Tartarin regretta de n’avoir pas apporté sa carabine.

« Attendez donc, je vais parler au patron. »

Il se trouva justement que le patron était un ancien chasseur de chamois ; il offrit son fusil, sa poudre, ses chevrotines et même de servir de guide à ces messieurs vers un gîte qu’il connaissait.

« En avant, zou ! » fit Tartarin, cédant à ses alpinistes heureux de faire briller l’adresse de leur chef. Un léger retard, après tout ; et la Jungfrau ne perdait rien pour attendre !…

Sortis de l’auberge par derrière, ils n’eurent qu’à pousser la claire-voie du verger, guère plus grand qu’un jardinet de chef de gare, et se trouvèrent dans la montagne fendue de grandes crevasses rouillées entre les sapins et les ronces.

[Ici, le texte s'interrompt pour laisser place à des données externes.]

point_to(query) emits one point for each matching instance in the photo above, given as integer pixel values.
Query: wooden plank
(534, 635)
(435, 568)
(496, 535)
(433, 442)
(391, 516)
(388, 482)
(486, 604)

L’aubergiste avait pris l’avance et les Tarasconnais le voyaient déjà très haut, agitant les bras, jetant des pierres, sans doute pour faire lever la bête. Ils eurent beaucoup de mal à le rejoindre par ces pentes rocailleuses et dures, surtout pour des personnes qui sortent de table et qui n’ont pas plus l’habitude de gravir que les bons alpinistes de Tarascon. Un air lourd, avec cela, une haleine orageuse qui roulait des nuages lentement le long des cimes, sur leur tête.

« Boufre ! » geignait Bravida.

Excourbaniès grognait :

« Outre !

— Que vous me feriez dire… » ajoutait le doux et bêlant Pascalon.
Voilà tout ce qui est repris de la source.